Дни за рабочим столом. Разбужена уснувшая память, всплывает то, что было, казалось, навсегда забыто.
Ничто не нарушает установившегося уклада моей жизни, где всему свое место: работе над книгой, разным житейским делам, содержанию жилья в порядке, чтению — новых книг и перечитыванию старых.
Пишу письма. Идут письма от моих советских друзей из Средней Азии, приходят от Жанны, от тети Вари, от Таси — скоро приедет в Москву, от Елены Сергеевны.
Брожу по Ленинграду. Иногда вижу тебя, Вадим, рядом. Особенно почему-то в дождь. Идем с тобой, взявшись за руки, и в мокром асфальте отражаются огни, а контуры дворцов как будто вырезаны из черной бумаги. На улицах разноцветные огни смешиваются со странным светом вечернего воздуха, фантастически окрашены лица прохожих, деревья проспектов.
Как бы хорошо было, если бы ты был рядом, Вадим!
За стеной песни. Это Валя пришел с работы, включил приемник. Мне грустно. Слезы от уголков глаз по щекам к уголкам рта. Я не смахиваю их. Русские мелодии, смешиваясь с моими слезами, текут к сердцу.
Отправилась в Русский музей. Врубель, Сомов, Борисов-Мусатов... Перед левитановским «Вечным покоем» остро и нежно дрогнуло сердце.
Тончайшее из искусства, самое сердечное — русское...
Одержима желанием охватить все: вчерашнее и завтрашнее, всю красоту и мысль. Словно очнувшись ото сна, воспринимаю, откликаюсь на все то, о чем уже давно перестала и думать.
Жано приехал! Командировка от редакции его журнала в Москву. Примчался в Ленинград. Наша встреча. Жано с седыми волосами.
— Ты не изменилась.
— Ты находишь?
Я нисколько не стеснялась своих морщин. Я спокойно подставляю себя под его взгляд. Между нами пролегло двадцатилетие.
— ...Кирилл? Погибает. После твоего отъезда совсем запил.
— Да что же это...
— Зол на себя, что свалял такого дурака с женитьбой.
— Ни ему, ни ей ненужной, — сказала я.
— Крушит в себе все то, чем так щедро одарила его природа.
— А вы, друзья-товарищи?
— Пытались. Не подпускает близко. Идет парень ко дну сознательно. Нутро у него прочное. Такое внутри себя нелегко сокрушить. И все-таки извел себя.

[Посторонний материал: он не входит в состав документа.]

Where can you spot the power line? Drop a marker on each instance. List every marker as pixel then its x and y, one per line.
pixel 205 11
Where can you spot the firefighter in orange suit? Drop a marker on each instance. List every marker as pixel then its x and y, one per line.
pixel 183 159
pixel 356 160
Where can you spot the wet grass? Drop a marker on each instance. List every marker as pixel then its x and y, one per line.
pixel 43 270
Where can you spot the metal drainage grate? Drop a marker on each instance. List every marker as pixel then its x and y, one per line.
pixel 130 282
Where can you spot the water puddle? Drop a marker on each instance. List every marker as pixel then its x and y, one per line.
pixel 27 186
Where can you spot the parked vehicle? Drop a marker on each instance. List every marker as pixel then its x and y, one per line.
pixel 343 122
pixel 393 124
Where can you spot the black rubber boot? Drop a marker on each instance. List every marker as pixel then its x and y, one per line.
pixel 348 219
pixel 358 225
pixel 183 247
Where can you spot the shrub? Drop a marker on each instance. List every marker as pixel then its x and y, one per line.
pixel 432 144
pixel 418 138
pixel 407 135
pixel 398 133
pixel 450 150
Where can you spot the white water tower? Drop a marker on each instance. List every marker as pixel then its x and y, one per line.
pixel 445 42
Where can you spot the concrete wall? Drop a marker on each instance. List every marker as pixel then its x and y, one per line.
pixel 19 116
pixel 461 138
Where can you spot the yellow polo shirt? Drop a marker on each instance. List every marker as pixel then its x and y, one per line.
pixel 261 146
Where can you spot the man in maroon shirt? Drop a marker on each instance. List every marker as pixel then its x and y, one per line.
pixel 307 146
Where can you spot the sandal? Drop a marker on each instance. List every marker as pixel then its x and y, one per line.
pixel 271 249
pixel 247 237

— Жано, может быть, у него еще хватит сил вернуться?
— Нет. Истощил себя парень. Думаю, он сохранил бы себя, если бы под ногами у него была родная земля, без которой всем нам — нельзя.
— Пожалуй, ты прав. Дома падал бы — подняли.

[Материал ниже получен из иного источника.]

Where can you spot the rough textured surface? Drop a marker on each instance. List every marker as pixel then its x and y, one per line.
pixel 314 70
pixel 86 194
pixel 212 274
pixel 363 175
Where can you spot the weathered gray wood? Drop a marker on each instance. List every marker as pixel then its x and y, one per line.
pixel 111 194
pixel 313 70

Каждый раз Жано нравится мне по-новому. Его любопытство ко всему окружающему: рассказывает, спрашивает, отвечает и смотрит.
Он наслаждается тем, что просто живет в Ленинграде. Просто. Как все. Мы бродим с ним по улицам, и я все показываю ему и рассказываю. Он видит все, как есть, не только хорошее, но и временные трудности наши, чтобы потом, когда приедет снова, видеть движение жизни, ее меняющийся облик. Я привожу его к себе, в мою коммунальную квартиру, и к моим знакомым, тоже в коммунальную, роскошную барскую квартиру с наборным ценного дерева паркетом, одну из тех петербургских квартир, в какие до Октябрьской «нас с черного хода на порог не пускали...»

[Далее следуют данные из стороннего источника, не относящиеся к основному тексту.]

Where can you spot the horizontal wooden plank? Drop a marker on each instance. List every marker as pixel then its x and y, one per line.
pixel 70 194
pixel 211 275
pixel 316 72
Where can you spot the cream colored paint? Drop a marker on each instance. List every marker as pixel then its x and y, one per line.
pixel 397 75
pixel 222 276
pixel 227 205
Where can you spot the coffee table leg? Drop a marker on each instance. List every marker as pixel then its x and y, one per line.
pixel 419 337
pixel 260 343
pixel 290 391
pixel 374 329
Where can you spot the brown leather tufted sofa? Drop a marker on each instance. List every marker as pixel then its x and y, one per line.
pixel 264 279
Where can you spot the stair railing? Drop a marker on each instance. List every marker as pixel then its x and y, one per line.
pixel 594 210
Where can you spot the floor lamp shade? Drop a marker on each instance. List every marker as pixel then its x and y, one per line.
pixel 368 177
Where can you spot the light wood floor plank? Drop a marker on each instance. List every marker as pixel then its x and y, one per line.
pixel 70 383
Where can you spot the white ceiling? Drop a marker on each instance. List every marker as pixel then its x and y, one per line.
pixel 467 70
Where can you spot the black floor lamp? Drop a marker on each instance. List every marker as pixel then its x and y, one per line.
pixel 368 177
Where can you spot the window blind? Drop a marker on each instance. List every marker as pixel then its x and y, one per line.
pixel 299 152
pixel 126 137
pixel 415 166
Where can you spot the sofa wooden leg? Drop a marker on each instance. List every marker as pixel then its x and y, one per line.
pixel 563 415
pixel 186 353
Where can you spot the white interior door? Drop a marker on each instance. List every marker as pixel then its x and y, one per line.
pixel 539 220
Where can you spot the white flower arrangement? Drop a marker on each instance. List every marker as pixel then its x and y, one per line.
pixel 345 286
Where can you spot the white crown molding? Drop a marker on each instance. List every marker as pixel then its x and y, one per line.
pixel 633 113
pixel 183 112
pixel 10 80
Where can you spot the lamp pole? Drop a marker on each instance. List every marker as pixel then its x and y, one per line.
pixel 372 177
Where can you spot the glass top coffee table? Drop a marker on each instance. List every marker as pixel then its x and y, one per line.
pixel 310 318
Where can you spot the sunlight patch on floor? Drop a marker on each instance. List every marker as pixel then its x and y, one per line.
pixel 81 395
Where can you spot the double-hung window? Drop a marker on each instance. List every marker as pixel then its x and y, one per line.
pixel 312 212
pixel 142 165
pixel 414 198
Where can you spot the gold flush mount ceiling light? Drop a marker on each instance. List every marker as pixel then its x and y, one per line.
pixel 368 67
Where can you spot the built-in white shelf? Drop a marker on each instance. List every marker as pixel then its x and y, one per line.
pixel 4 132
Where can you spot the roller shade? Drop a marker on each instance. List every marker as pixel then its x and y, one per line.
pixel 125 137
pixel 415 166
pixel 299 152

Новая Голландия с Деламоттовской аркой, распахнувшей в зеленой стене вековых лип и тополей гигантскую дверь в широкий простор неба и воды... и я отчаянно слежу за малейшим движением лица Жано.
Взволнованный, он медленно поворачивает ко мне свое лицо. Его глаза мне говорят больше, чем тысячи восторженных слов.
До зари бродили по «Латинскому кварталу» Ленинграда — Академическому району моего города, по набережной Невы, взявшись за руки, мимо застывших у гранитного парапета рыболовов, мимо влюбленных, в воздушном свете белых ночей, мимо сбегающих к воде каменных ступеней, по узким улочкам вокруг Академии художеств, Академии наук, Ленинградского университета. Потом мы спустились к реке и долго сидели на берегу Невы, как когда-то на берегу Сены, и как когда-то, неистощимый в своем галльском юморе, Жан острил и смешил меня, и было немножко «как раньше», чуть-чуть «как раньше». И только не было тогда белой ночи, тишины, густой, обволакивающей тишины. И Жано сказал:
— Есть в этом безмолвии белых ночей что-то такое, что настраивает на эллегический лад, ты не находишь? Эти белые ваши ночи... не знаешь, когда начинается день и когда кончается ночь. Путает влюбленных...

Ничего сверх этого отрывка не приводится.